(Wikipedia image by Matthew Field.)
I’ve noticed this bee several times over the past few years: gigantic (bumblebee-sized or bigger), a beautiful golden color all over, with a habit of hovering for minutes at a time, pausing a few seconds in one place, moving a few feet, hovering again, and repeating, in a circuit that causes it to cruise a limited area over and over. Every time I’ve seen it engaged in this “hover patrol” it has been near some flowers being visited by ordinary honeybees, but I’ve never seen the giant golden bee actually land. I might be reading too much into it, but I get the impression that the bee is aware of me; it seems to face me and check me out, then decides I’m uninteresting and moves on.
I’ve seen this bee in our front yard in Carp, and outside the office building where I work in Santa Monica. (I’ve mentioned my ridiculously long commute, right?) Last Sunday William and I watched one patrolling outside some condos on Sandyland Road, as we walked from the State Beach campground (where we spent the night Sunday night) to the marsh and back.
I asked William what he thought the bee was doing. What’s up with that ceaseless patrol? It has to have a reason, I argued. The bee wouldn’t devote all that energy to the behavior unless there was some point to it.
I’ve tried to google for information about the bee before, without success. Today I tried again, and hit the jackpot.
The bee is the Valley carpenter bee, Xylocopa varipuncta. I’m used to seeing the female patrolling the eaves of houses and other wooden structures, looking for good spots to make a nest hole, and I knew that big black bee was a carpenter bee, but I never realized that this big golden bee was the male of the same species. An article from the UC Davis Department of Entomology quotes entomologist Lynn Kimsey as follows:
Carpenter bees, measuring about an inch long, are the largest bees in California. Their eggs are the largest of all insect eggs. The Valley carpenter bee egg can be 15mm long.
The males are territorial, Kimsey said, and can be quite aggressive. They hover and lie in wait for passing females.
“Female carpenter bees sting, but the males don’t have that apparatus,” Kimsey said. “You can pick up the fuzzy males and they won’t sting you.”

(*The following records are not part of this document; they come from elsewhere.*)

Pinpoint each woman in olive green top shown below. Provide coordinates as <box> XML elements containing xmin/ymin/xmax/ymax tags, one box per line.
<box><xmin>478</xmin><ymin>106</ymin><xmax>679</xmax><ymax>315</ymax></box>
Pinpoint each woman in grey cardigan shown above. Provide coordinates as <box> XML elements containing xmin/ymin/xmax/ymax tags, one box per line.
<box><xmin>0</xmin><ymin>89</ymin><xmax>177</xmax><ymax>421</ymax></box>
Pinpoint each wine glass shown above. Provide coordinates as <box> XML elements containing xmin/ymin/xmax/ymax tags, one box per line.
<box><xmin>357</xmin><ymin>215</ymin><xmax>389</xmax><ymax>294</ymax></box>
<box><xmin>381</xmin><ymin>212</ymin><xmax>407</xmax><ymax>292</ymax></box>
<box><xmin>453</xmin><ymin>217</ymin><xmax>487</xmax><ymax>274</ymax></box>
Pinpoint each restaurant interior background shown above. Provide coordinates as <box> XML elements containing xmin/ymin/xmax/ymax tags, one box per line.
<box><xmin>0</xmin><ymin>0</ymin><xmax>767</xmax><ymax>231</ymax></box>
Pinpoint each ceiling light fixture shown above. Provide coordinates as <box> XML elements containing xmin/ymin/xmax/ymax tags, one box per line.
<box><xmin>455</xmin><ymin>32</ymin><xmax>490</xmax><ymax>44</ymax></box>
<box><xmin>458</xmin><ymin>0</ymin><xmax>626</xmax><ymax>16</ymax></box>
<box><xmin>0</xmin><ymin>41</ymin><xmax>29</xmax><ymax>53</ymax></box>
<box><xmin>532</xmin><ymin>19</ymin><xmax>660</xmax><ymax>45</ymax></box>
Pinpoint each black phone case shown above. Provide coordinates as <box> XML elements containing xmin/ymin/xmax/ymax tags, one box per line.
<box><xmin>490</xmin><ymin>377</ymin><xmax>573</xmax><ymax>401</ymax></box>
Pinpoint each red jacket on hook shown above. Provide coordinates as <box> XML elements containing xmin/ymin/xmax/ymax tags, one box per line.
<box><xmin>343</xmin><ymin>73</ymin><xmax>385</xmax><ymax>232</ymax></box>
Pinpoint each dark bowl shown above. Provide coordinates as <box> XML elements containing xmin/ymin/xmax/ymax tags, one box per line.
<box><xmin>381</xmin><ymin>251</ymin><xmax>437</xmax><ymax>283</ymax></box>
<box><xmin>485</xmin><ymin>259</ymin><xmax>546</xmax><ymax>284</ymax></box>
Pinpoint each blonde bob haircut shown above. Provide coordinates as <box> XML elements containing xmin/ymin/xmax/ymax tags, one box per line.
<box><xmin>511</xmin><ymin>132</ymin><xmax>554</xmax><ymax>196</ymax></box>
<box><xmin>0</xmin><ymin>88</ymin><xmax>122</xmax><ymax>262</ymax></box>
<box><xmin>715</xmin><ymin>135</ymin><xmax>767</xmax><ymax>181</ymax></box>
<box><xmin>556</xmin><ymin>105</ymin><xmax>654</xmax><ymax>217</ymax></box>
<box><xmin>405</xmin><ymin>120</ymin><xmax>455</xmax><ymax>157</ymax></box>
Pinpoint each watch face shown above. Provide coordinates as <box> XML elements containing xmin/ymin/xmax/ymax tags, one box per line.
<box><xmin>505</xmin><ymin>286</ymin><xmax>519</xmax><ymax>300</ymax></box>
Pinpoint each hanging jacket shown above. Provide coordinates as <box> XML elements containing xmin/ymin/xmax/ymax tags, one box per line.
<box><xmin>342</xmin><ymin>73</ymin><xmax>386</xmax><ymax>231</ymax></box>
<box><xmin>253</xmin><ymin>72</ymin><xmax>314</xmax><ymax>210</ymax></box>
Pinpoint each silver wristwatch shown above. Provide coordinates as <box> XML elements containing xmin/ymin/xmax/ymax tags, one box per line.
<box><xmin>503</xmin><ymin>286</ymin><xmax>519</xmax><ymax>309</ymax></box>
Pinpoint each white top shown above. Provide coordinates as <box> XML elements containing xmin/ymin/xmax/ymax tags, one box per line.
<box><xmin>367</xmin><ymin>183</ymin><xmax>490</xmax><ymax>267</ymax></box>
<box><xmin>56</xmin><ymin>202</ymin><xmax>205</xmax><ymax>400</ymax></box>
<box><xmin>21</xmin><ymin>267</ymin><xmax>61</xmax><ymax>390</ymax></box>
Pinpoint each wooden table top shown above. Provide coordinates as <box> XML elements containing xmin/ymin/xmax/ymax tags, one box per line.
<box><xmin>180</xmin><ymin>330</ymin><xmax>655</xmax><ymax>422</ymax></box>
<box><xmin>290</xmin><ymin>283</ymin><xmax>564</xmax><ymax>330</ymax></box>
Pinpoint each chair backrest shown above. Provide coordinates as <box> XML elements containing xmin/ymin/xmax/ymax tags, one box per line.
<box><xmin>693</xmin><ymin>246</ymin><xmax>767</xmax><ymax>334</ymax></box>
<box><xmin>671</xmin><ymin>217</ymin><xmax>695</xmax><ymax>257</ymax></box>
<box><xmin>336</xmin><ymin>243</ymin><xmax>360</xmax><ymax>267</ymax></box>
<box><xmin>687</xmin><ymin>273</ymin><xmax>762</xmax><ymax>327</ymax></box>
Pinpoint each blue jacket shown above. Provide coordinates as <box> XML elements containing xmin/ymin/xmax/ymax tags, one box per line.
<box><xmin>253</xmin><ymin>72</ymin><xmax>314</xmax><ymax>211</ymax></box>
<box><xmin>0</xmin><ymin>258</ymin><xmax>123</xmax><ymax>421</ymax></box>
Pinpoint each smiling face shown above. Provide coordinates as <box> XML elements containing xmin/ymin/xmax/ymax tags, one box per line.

User INaturalist at bugguide.net posted this great image of the bee:
INaturalist wrote:
These big chubby guys come out in the spring and fly around in the willows where Coyote Creek flows into the percolation ponds. In Sunnyvale I find them in the Baccharis at the WPC ponds. They have a very short flight season — a couple of weeks and they’re gone. The females are black and yellow. This one is a drone — presumably its only function is to mate, so what is it doing patrolling? Waiting for a receptive virgin queen to emerge?
I think INaturalist’s speculation is probably right: The bee is on the lookout for females, and is patrolling a territory he’s staked out that seems likely to attract them.